Providing for primary school children to keep their places through to age 18, including children as young as five, would have meant running the scheme for another 13 years instead of the seven years to which we were committed. I do not think that anyone could genuinely take on a commitment to fund children as young as five for another 13 years, in particular because of the views we have expressed, at Second Reading and when considering earlier amendments, about the merits of the scheme.
Therefore, we decided that support should be available until primary school aged pupils could transfer to the maintained sector at a point which would not disrupt their education in the long term. We do not accept that providing for children to change schools at age 11 is unreasonable. That is what happens to nearly everyone else in the country. Half a million children change schools between primary and secondary stages. Nor do I accept that the schools that they will go to at age 11 will be inferior. There are many excellent state schools and they can cater for the more able.

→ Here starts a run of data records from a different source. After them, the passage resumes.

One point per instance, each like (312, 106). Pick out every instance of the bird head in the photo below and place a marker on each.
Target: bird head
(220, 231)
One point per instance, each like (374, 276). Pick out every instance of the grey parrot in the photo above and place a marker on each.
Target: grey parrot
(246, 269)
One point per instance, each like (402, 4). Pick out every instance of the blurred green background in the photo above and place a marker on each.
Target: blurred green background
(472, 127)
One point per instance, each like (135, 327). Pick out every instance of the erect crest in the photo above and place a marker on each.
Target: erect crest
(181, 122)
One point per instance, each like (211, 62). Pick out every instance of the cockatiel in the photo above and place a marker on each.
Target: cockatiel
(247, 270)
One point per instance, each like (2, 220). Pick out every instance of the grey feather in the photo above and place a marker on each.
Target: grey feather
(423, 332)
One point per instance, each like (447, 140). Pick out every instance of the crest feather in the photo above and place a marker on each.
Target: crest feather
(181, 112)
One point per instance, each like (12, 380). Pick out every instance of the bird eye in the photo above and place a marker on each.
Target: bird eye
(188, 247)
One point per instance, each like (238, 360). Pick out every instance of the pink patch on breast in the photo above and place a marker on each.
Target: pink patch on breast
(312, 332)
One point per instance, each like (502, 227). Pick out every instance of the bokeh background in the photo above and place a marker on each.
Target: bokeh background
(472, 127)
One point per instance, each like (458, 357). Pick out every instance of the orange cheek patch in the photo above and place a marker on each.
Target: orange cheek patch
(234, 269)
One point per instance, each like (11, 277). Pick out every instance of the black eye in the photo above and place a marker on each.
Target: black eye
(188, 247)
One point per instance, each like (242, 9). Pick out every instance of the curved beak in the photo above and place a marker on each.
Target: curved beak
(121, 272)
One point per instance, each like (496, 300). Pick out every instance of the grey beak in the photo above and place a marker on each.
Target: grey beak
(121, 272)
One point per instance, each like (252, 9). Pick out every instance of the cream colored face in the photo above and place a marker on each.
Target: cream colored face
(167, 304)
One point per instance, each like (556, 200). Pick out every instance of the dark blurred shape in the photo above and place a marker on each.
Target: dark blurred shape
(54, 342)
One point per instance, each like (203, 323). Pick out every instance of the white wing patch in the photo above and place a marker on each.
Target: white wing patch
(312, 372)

Our approach is to give primary aged pupils as of right support under the scheme until age 11. We take the view that that is the sensible age to transfer to the maintained sector. Indeed, it is in their interests to transfer when most of their contemporaries are entering secondary school.
The noble Lord, Lord Peyton, appears to query the discretionary power given to the Secretary of State to allow primary aged pupils to continue to hold their places. Usually the Opposition would seek to extend such discretionary powers. I am somewhat surprised that he criticises. However, he is perfectly justified to ask under what circumstances such discretionary powers can be used. I can give the noble Lord three cases which will not necessarily be exhaustive but will give him a flavour of what can be done.
Secondly, there is the question of those who come into secondary education before the age of 11. There are some who come in at age 10; and if they genuinely enter into secondary education it would be sensible to use the discretion in their favour.
Thirdly, there is the situation where a clear promise has been given that the child should continue. I rather think that that covers the case which the noble Lord, Lord Pilkington, raises of the school with an integrated junior and senior school. The noble Lord gave what seemed to be a somewhat idealistic description of what happens in those integrated schools. I believe that he would acknowledge that even in those schools where they share all these facilities, a large number of pupils usually change school at the age of 11; they enter or leave the school at age 11. Therefore, the seamless robe which he describes is somewhat of an exaggeration. It is most unlikely that the only pupils who would change would be those who have been deprived of their assisted place, as he suggests.
Lord Henley: Before the noble Lord moves on--it is an important point--is he giving an assurance that those pupils in the schools to which my noble friend Lord Pilkington referred will be covered by the discretion that the Secretary of State has? The noble Lord speaks from the Dispatch Box. He speaks for the Government. I think that he should consider carefully what he says in answer. We want to know whether that discretion will be absolute for those pupils in all-in-one schools.